Posted by Alan Zunec on Monday, February 25th, 2013 at 3:09pm.

Mayor Naheed Nenshi has issues with Doug Griffiths, the Municipal Affairs Minister. The two never did see eye to eye politically, but this past Wednesday the animosity got turned up a notch. Griffiths not only took his time during a radio show interview to note that the province isn’t seriously considering  Calgary’s negotiating brief, he called the mayor a political peacock.

Nenshi noted that the province went over the 53 page brief, denied most of it outright and left in two or three items considered negotiable. That is not a city charter or anything close. The items refused and left in were not disclosed by the mayor.

Griffiths has not been shy in touting the unwillingness of the province to grant either Edmonton or Calgary ways to increase revenue via fees or taxes. Nenshi noted that these types of measures were to be discussed in a big city charter tailored for the two largest municipalities in Alberta.
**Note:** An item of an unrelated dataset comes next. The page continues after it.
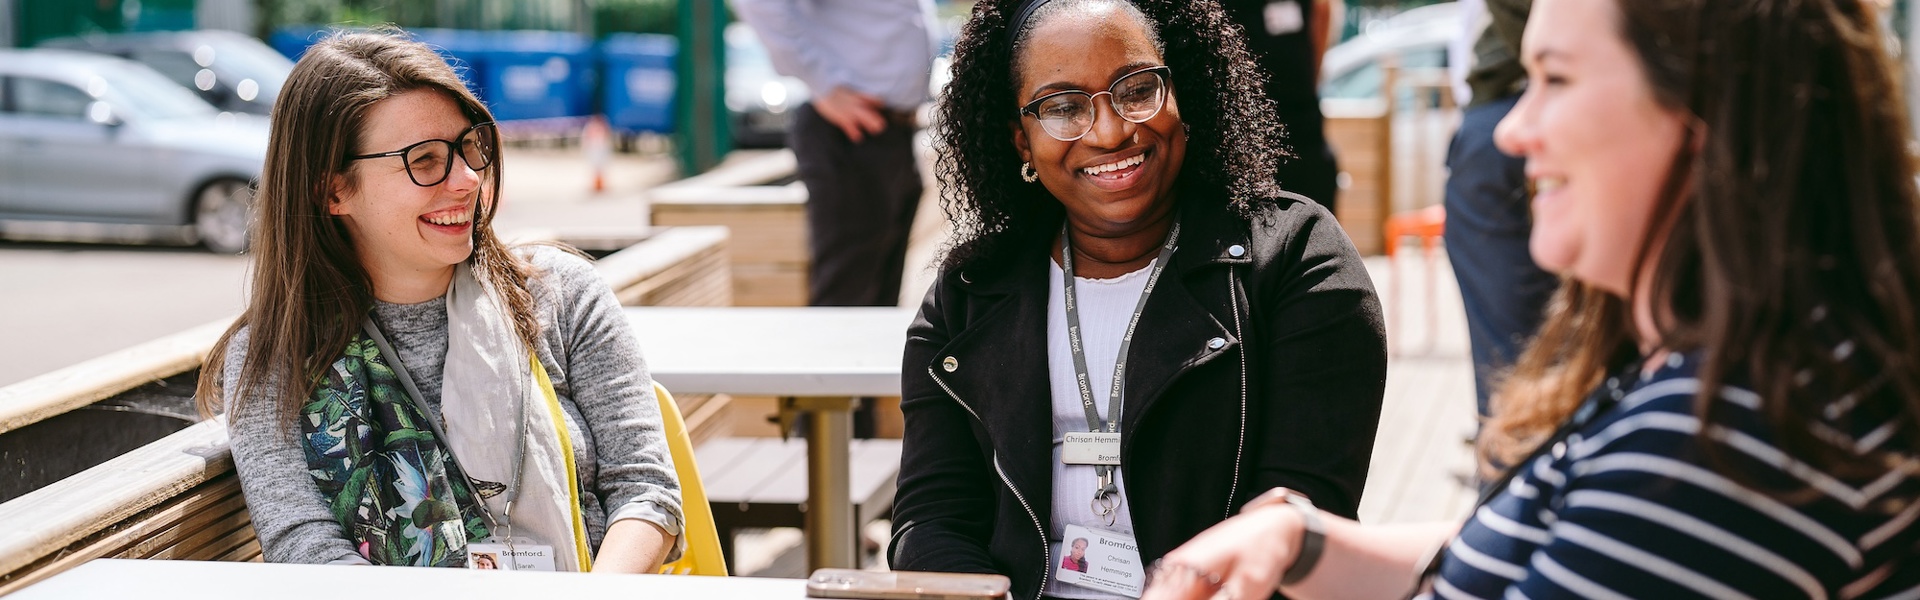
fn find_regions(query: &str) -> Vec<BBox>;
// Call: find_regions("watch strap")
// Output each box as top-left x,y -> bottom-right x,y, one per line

Nenshi is not the first mayor to try and gain more financial power for local government. Alberta’s provincial government keeps a tight rein on its cities, large and small. Other provinces have worked out special deals with larger metro areas, allowing them greater responsibility and freedom for their civil governments. Some lucky cities on that list include Montreal, Toronto, Winnipeg and Vancouver.

Alison Redford, the current Premier, promised to make similar deals with Calgary and Edmonton. The framework for this change is due to be finished by the time the election rolls around this fall. But Griffiths isn’t totally on board, even refusing to call them city charters, but rather defining the measures as civic charters.

Municipal affairs spokesperson Cameron Traynor sees the city, or civic charter, for Edmonton and Calgary as a positive step. It would allow the two largest cities in the province to work together on important issues such as infrastructure and services. Nenshi is still optimistic that the deal will be out before the fall, perhaps as early as May. He is awaiting a meeting with the premier, but no date has been confirmed as of yet.

Nenshi and Griffiths have also clashed over a regional plan for Calgary addressing growth and the sharing of water. A mediator was called in by Griffiths to get surrounding counties to agree to the plan which will cover areas between Strathmore and Banff. Nenshi prefers the legislative approach, having the province force rural districts, which have previously refused, to adopt the plan.